The overload for numpy.concatenate() registered on Wrap1D will not work correctly for Wrap2D. However, NumPyOverloader supports single-dispatch on the calling type for the overload, so overloads can be customized for subclasses.

>>> @W_FUNCS.implements(np.add, Wrap2D)
... def add(w1, w2):
...     print("using Wrap2D implementation...")
...     return Wrap2D(np.add(w1.x, w2.x), np.add(w1.y, w2.y))

Checking this works:

>>> w2d = Wrap2D(np.arange(3), np.arange(3, 6))
>>> np.add(w2d, w2d)
using Wrap2D implementation...
Wrap2D(x=array([0, 2, 4]), y=array([ 6, 8, 10]))

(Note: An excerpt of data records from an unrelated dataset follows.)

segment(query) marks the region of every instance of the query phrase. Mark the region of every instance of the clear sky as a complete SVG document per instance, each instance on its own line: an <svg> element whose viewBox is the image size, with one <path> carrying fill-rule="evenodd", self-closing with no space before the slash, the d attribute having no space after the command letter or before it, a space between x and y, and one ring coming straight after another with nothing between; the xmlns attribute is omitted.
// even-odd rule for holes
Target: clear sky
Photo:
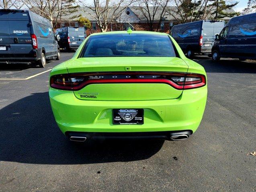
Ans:
<svg viewBox="0 0 256 192"><path fill-rule="evenodd" d="M235 9L236 11L241 11L243 10L247 5L248 0L238 0L239 2L236 5Z"/></svg>

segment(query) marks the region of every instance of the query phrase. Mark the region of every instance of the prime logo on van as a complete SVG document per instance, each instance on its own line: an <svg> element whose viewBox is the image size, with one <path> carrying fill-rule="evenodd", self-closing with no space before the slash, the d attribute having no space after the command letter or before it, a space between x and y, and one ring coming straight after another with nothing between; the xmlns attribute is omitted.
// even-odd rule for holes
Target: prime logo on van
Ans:
<svg viewBox="0 0 256 192"><path fill-rule="evenodd" d="M27 30L14 30L13 33L14 33L18 35L23 35L24 34L27 34L28 31Z"/></svg>
<svg viewBox="0 0 256 192"><path fill-rule="evenodd" d="M239 29L240 30L240 31L245 35L256 35L256 31L253 31L252 32L248 32L247 31L245 31L244 30L243 30L241 27L240 27Z"/></svg>

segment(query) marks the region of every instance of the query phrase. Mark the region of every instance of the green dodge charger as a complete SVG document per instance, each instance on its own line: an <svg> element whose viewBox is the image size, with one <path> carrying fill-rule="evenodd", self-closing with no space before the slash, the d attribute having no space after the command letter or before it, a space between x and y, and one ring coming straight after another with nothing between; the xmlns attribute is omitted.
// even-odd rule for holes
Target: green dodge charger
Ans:
<svg viewBox="0 0 256 192"><path fill-rule="evenodd" d="M58 126L71 140L187 139L207 97L206 74L162 33L94 34L50 74Z"/></svg>

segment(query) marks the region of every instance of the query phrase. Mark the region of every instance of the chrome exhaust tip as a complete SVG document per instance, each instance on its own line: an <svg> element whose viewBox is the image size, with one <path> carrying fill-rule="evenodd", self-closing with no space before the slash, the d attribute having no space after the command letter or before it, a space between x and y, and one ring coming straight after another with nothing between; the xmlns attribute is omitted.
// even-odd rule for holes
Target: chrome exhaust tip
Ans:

Great! But rather than defining a new implementation for each subclass, let’s see how we could write a more broadly applicable overload:

>>> @W_FUNCS.implements(np.add, Wrap1D)  # overriding both
... @W_FUNCS.implements(np.add, Wrap2D)  # overriding both
... def add_general(w1, w2):
...     WT = type(w1)
...     return WT(*(np.add(getattr(w1, f.name), getattr(w2, f.name))
...                 for f in fields(WT)))

Checking this works:

>>> np.add(w2d, w2d)
Wrap2D(x=array([0, 2, 4]), y=array([ 6, 8, 10]))

>>> @dataclass
... class Wrap3D(Wrap2D):
...     '''A simple 3-array wrapper.'''
...     z: np.ndarray

>>> w3d = Wrap3D(np.arange(2), np.arange(3, 5), np.arange(6, 8))
>>> np.add(w3d, w3d)
Wrap3D(x=array([0, 2]), y=array([6, 8]), z=array([12, 14]))

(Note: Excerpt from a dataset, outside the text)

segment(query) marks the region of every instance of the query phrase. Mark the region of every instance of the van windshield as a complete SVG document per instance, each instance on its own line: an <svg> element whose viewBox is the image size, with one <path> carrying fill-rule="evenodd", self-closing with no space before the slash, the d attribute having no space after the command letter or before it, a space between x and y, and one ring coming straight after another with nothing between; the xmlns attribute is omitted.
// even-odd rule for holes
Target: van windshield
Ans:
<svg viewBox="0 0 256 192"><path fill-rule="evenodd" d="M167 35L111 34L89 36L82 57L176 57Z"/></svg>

In the previous examples we wrote implementations for a single NumPy function. Overloading the full set of NumPy functions this way would take a long time.

Wouldn’t it be better if we could write many fewer, based on groups of NumPy functions?

>>> add_funcs = {np.add, np.subtract}
>>> @W_FUNCS.assists(add_funcs, types=Wrap1D, dispatch_on=Wrap1D)
... def add_assists(cls, func, w1, w2, *args, **kwargs):
...     return cls(*(func(getattr(w1, f.name), getattr(w2, f.name), *args, **kwargs)
...                     for f in fields(cls)))

Checking this works:

>>> np.subtract(w2d, w2d)
Wrap2D(x=array([0, 0, 0]), y=array([0, 0, 0]))

We would also like to implement the accumulate method for all the add_funcs overloads:

>>> @add_assists.register("accumulate")
... def add_accumulate_assists(cls, func, w1, *args, **kwargs):
...     return cls(*(func(getattr(w1, f.name), *args, **kwargs)
...                  for f in fields(cls)))

>>> np.subtract.accumulate(w2d)
Wrap2D(x=array([ 0, -1, -3]), y=array([ 3, -1, -6]))

Attributes:

NP_OVERLOADSNumPyOverloader

A class-attribute of an instance of NumPyOverloader.